I did experiment with the Play 5 in the kitchen but ultimately found the sound a little lacking - it's a big room

The DAC seems pretty good too - comparison of FLAC vs the original CD left me unable to discern any differences

James Webster

December 16, 2015, 8:13 pm

What about Yamaha MusicCast?

LeeTronix

December 16, 2015, 8:18 pm

Not sure how Sonos is restrictive? You did not even care to expand on that comment? Anyhow it produces a very nice sound, but everyone will have their type of preference. How is Bluesound an Audiophiles choice? If you want ultra high end you do not use any of the above. For me out of the list here, the Sonos is my favourite, and that is based on sound, versatility of music management and ease of use among the core reasons.

Russel

December 17, 2015, 2:34 am

Bluesound is the "audiophile's choice" because they support playback of hi-res audio files, which Sonos do not. Whether hi-res is actually worthwhile on these speakers is, of course, open to debate.

Jason Almeida

December 17, 2015, 10:44 am

Personally I went for a Samsung setup because of Price/Speaker types/features. I got 2 M5s and a 4.1 sound bar (hw-j650) for 550 which is a bargain in comparison to Sonos.
The app could do with a little work (it still doesn't work with Google Play music so i have switched to spotify) but the combination of the above 3 needs made it the best selection.

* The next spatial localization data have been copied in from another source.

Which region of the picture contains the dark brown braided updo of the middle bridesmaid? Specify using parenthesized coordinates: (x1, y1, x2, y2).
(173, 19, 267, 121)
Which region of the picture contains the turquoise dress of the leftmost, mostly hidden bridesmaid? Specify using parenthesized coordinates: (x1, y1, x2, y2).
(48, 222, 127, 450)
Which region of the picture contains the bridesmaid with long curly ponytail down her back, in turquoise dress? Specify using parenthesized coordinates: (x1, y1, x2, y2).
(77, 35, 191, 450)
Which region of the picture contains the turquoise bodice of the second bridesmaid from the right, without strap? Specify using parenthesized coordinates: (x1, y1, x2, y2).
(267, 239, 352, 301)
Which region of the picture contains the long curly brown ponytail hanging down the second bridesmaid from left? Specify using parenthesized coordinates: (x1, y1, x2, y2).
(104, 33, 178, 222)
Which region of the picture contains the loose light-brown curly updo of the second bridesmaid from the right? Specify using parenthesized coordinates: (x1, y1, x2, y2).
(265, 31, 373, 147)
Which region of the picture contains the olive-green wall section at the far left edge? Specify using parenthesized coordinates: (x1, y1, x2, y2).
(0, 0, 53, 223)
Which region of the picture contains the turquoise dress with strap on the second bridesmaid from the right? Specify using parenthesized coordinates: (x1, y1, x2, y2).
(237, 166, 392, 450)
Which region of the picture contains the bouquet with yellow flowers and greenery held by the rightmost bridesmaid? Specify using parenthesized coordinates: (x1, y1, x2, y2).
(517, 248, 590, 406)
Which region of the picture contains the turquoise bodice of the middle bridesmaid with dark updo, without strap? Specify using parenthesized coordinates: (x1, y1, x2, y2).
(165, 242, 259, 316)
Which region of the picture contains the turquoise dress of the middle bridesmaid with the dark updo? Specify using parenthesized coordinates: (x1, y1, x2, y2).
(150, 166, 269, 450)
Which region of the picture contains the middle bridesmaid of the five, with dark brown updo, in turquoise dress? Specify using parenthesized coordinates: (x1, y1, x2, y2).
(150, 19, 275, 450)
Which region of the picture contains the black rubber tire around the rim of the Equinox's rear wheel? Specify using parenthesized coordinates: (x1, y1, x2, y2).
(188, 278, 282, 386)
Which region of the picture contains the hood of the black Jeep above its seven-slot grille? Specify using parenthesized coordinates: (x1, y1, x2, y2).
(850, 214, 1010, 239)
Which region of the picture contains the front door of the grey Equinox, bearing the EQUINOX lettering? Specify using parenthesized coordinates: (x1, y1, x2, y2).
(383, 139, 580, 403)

Now they seem to have the budget M range and the more premium R range along with a host of soundbars that can be used so you're spoilt for choice

snaxo

December 17, 2015, 12:35 pm

The audiophile's choice is, surely, Naim's Mu-So system?

Prem Desai

December 17, 2015, 6:51 pm

For me, it's quite simple - it has to be Sonos.

It's an incredibly flexible system. Ridiculously easy to use.

Also, multi-room audio is all Sonos do - their existence depend on it.

Unlike companies like Philips, Samsung, etc who tend to pull out of the market if things don't do their way.

There might be cheaper options out there or they may do 1 or 2 things a little better, but Sonos is still the complete package.